Ce livre très riche démontre une nouvelle fois le caractère tout à fait précieux de la Fondation wallonne. Nous voudrions encore souligner d'autres richesses du livre mais nous les évoquerons en note (et non pas parce qu'ils seraient secondaires). Dans sa livraison de février-mars, TOUDI publiait un texte signé par Jean Pirotte et Marie-Denise Zachary. Il me semble que l'on peut conclure avec eux qu'il n'y aura d'enseignement formant vraiment la citoyenneté des jeunes wallons que lorsque cet enseignement sera et wallon et européen.
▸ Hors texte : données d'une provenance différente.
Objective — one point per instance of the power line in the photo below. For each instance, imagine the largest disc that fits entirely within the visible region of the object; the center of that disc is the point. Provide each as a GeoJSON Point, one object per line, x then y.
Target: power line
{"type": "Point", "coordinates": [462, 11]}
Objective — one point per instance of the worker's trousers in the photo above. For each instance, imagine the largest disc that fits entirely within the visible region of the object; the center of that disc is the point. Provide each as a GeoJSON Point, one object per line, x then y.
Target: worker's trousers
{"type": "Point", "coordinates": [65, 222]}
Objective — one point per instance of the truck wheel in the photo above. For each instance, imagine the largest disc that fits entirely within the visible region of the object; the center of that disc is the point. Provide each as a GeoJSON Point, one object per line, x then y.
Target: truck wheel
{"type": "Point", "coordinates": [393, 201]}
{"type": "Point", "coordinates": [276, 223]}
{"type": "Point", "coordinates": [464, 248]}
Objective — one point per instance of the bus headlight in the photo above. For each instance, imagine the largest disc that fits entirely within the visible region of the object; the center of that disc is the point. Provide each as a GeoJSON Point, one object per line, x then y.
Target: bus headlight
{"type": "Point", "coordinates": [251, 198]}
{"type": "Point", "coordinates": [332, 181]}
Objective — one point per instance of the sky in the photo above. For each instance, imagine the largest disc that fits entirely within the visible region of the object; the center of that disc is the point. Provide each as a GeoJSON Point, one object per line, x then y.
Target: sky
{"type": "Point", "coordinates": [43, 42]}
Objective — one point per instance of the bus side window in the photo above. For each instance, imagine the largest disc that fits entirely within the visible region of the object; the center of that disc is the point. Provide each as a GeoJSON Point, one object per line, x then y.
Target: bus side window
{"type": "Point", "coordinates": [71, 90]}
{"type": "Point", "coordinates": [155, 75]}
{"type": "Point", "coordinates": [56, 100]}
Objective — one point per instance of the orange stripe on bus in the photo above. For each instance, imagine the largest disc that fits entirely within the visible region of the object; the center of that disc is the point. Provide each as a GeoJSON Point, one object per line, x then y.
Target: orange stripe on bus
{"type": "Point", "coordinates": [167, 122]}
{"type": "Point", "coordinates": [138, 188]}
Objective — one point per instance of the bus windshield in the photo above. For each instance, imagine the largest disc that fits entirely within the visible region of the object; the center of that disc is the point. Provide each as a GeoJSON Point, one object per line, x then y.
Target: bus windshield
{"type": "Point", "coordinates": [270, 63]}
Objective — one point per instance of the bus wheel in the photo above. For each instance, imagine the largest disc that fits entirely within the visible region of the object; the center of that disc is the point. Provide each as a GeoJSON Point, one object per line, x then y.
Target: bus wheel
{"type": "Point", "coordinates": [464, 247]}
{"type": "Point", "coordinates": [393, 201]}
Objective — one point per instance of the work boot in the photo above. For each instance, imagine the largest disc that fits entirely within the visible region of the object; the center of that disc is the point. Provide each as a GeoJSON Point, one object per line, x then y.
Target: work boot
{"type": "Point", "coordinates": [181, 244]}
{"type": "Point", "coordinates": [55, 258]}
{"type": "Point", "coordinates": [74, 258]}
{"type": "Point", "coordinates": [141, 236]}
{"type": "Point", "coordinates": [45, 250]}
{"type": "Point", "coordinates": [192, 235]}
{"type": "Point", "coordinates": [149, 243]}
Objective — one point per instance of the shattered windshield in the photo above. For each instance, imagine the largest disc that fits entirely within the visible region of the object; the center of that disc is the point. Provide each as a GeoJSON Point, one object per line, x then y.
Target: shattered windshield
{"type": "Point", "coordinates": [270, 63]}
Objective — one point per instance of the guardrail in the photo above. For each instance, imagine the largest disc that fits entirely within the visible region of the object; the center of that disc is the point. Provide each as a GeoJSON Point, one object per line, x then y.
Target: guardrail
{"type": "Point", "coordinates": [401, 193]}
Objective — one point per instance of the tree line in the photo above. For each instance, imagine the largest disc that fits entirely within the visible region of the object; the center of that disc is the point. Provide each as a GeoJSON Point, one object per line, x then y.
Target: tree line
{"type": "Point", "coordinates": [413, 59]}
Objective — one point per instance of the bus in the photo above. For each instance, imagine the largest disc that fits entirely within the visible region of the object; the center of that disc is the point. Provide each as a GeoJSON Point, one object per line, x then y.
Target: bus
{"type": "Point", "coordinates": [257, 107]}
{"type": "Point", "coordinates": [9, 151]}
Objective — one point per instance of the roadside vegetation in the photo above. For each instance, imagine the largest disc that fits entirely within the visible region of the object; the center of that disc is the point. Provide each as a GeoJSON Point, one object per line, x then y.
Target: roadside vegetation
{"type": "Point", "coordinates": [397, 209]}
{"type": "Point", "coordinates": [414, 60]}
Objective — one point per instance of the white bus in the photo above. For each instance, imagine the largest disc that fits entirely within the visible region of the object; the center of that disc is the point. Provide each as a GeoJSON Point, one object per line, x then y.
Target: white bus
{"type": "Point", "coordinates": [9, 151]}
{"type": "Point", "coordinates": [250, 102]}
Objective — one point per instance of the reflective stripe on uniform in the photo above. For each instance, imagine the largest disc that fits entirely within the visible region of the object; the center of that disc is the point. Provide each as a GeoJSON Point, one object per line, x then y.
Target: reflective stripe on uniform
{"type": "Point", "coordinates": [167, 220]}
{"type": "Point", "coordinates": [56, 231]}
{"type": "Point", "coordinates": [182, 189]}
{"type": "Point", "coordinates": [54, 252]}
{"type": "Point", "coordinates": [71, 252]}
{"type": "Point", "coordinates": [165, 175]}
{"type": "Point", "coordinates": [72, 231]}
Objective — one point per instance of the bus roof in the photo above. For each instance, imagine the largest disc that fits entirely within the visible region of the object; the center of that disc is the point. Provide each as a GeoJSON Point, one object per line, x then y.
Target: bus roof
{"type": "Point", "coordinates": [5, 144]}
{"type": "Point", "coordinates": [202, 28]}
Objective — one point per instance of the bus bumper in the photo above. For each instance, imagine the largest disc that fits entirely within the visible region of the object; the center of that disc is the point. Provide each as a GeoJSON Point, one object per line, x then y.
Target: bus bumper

Les autres solutions sont toutes boiteuses. L'urgence de l'appropriation par la Wallonie des compétences culturelles et scolaires ne repose pas seulement sur des nécessités économiques ou politiques (comme par exemple, la nécessité d'un pouvoir un dans le cadre d'opérations comme le Contrat d'avenir ). Elle repose aussi sur une nécessité éthique qui s'ancre en Wallonie mais qui dépasse la Wallonie; comme toujours, c'est l'homme qu'il faut sauver ici en sauvant ses racines, son identité c'est-à-dire aussi son avenir et son ouverture sur le monde.